Joe Tex (Joseph Arrington, Jr., August 8, 1935 – August 13, 1982) was an American rhythm & blues singer.
He gained success in the 1960s and 1970s with his brand of Southern soul, which mixed the styles of country, gospel and rhythm and blues.
Born in Rogers, Texas, in 1935 (often misreported as 1933) and raised in Baytown, TX, Tex's career started after he was signed to King Records in 1955 following four wins at the Apollo Theater. Between that year and 1964, however, Tex struggled to find hits and by the time he finally recorded his first hit, "Hold What You've Got", in 1964, he had recorded thirty prior singles that were deemed failures on the charts. Tex went on to have three million-selling hits, "Hold What You've Got" (1965), "Skinny Legs and All" (1967) and "I Gotcha" (1972).

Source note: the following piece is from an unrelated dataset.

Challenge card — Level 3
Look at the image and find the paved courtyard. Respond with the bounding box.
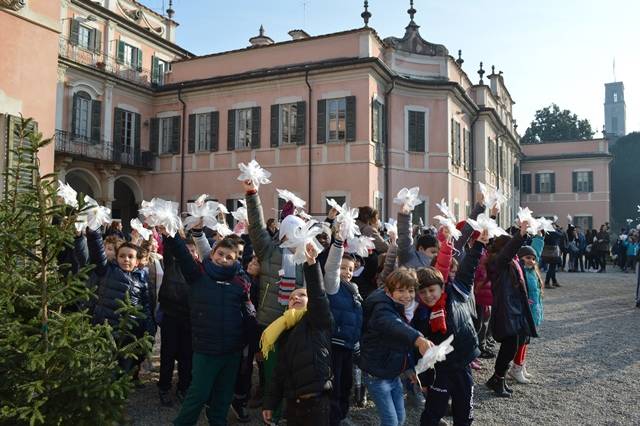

Tex's style of speaking over the background of his music helped to make him one of the predecessors of the modern style of rap music.
Joe Tex with the raspy voice & charm of a southern preacher and the linguistic skills of a true street hustler made a string of funky chart topping hits and occasional raps with moral themes. His peak as a hitmaker occured in the mid & late 60's, but extended into the 70's disco era.
Tex's last name was Arrington. He later changed it to Hazziez after conversion to Islam but his stage name was Joe Tex, for Texas, the state he was born & later died in.
His breakthrough 1965 song "Hold What You've Got" topped both the Pop and R&B charts. In 1966 he released "I Believe I'm Gonna Make It", which was the first major pop record associated with the Vietnam War. His style was usually more light hearted fare, like "S.Y.S.L.J.F.M. (The Letter Song)" and his biggest hit "Skinny Legs And All".
His last major record was 1972's funky jam "I Gotcha", a #1 song that would not have been out of place on a James Brown record of that era. It was after this release that he converted to Islam. After the death of Elijah Mohamed in 1975, Joe Tex received the blessing and approval of the Nation of Islam to begin recording and performing again. His career resurgence came as the disco years were in full swing. His late career comeback song was "Ain't Gonna Bump No More (With No Big Fat Woman)".